The FSDP path uses the standard Megatron / torchtitan mixed-precision recipe: fp32 master weights and fp32 optimizer state, bf16 forward and backward, fp32 cross-rank gradient reduce. Each transformer block becomes its own FSDP unit, and if --torch_compile is set we compile each unit individually after sharding it (compiling the outer model traces straight through FSDP2's pre-forward gather hooks and crashes).

Muon needs a wrapper because Newton-Schulz operates on the full weight matrix and doesn't shard. The new MuonDistributed subclass detects DTensor params, all-gathers them for the orthogonalization step, then writes the local slice back. Non-DTensor params fall through to upstream Muon unchanged. In practice Muon under FSDP is correct but bandwidth-heavy on PCIe-only / cross-NUMA setups; AdamW under FSDP doesn't have this overhead because its update is element-wise.

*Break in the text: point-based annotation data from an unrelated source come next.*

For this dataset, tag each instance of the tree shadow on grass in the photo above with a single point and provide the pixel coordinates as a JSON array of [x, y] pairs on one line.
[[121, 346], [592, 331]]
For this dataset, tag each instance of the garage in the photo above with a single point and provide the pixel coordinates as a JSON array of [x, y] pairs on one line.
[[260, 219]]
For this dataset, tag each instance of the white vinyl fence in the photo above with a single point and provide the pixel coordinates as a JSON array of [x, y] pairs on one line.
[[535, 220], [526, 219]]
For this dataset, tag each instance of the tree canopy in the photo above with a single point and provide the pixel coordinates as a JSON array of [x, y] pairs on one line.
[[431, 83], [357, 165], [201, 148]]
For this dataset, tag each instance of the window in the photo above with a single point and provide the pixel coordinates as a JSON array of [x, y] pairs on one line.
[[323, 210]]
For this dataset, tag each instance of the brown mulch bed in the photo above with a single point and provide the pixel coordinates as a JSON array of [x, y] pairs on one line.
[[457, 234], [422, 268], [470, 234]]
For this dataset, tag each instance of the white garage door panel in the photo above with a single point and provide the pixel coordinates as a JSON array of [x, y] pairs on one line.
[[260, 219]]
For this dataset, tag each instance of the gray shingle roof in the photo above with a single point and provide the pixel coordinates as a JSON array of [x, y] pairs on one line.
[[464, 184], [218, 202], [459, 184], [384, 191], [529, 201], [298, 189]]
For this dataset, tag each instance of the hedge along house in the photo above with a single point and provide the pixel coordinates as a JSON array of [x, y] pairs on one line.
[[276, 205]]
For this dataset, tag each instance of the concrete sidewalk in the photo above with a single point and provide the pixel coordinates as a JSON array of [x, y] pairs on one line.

Checkpointing is now routed through torch.distributed.checkpoint's full-state-dict APIs with gather to rank 0. The on-disk .pt format is unchanged, so main_evaluator.py and main_chat.py consume FSDP-saved checkpoints identically to DDP-saved ones — verified end-to-end (FSDP train → save → single-process eval load → inference produces sensible metrics). A latent bug surfaced here: the trainer's old rank-0 gate around save_checkpoint was correct under DDP but deadlocked under FSDP, where the gather is a collective. Fixed — decision logic stays rank-0, save is collective, only rank 0 writes the file.

Two small dtype/cache fixes also landed because they blocked the FSDP path. ST-MEM had a hardcoded .to(torch.float32) on its encoder input that fought the bf16 forward; replaced with .to(next(self.parameters()).dtype) (the pattern MTAE already used). And the LLM wrappers now pass use_cache=False during training — HF's per-layer KV-cache init guards otherwise blow past Dynamo's recompile limit and silently degrade torch.compile to eager. Generation paths unchanged.

For users: existing --distributed-style scripts and the README have been migrated to --parallel_strategy ddp with no behavior change. Eval and chat scripts work as-is regardless of which strategy was used to train. Default for --parallel_strategy is unset (single-device), DDP gives you exactly what you got before, and FSDP is the new addition.

…sor-aware Muon

Replaces --distributed (DDP-only) with --parallel_strategy {ddp, fsdp},
introduces a 3D-aware ParallelContext (DeviceMesh sized (1, world, 1) today
with names "pp", "dp", "tp" so adding TP/PP later is API-stable).

Key pieces:
- ParallelContext singleton in src/utils/parallel_context.py with shim
  helpers preserved in gpu_manager.py for backward compatibility.
- GPUSetup dispatches strategy: DDP (existing path), FSDP2 via fully_shard
  with MixedPrecisionPolicy(param=bf16, reduce=fp32) and Megatron-style fp32
  master weights (model cast to fp32 before wrap, MP downcasts for forward).
- Per-FSDP-unit torch.compile inside _wrap_fsdp so each unit's gather hook
  fires at the unit boundary instead of being skipped by an outer compile.
- MuonDistributed (src/optimizers/muon_distributed.py): subclasses Muon and
  routes DTensor params through full_tensor() -> Newton-Schulz -> distribute_tensor
  so FSDP-sharded weights work.
- CheckpointManager moved to torch.distributed.checkpoint.state_dict APIs;
  same single .pt file format as before so eval/chat consumers are unchanged.
  MuonAdamW state dict split into "muon"/"adamw" halves to round-trip cleanly.
- Per-LLM fsdp_wrap_modules() hooks (Qwen25/Llama3/Gemma2) returning decoder
  blocks via shared elms/llms/_wrap.get_decoder_layers helper.
- ST-MEM hardcoded .to(float32) replaced with .to(next(self.parameters()).dtype)
  to honor the wrapped model's actual dtype (matches MTAE's pattern).
- LLM wrappers pass use_cache=False during training to keep torch.compile from
  hitting Dynamo's recompile limit on per-layer KV cache init guards.
- Trainer/RL-trainer/main_trainer no longer rank-0-gate save_checkpoint.
  Under FSDP, get_model_state_dict is a collective that needs all ranks;
  the old DDP-era is_main() gate caused the gather to deadlock and corrupt
  state when --save_step or save_epoch fired. Decisions stay rank-0
  (save_step is deterministic; save_epoch is broadcast); the save itself
  now runs collectively, and only rank 0 writes the file (gated inside
  CheckpointManager.save_checkpoint).

Existing scripts (train.sh, train2.sh, st_mem_full_training.sh) and the README
swap --distributed for --parallel_strategy ddp; behavior unchanged for DDP.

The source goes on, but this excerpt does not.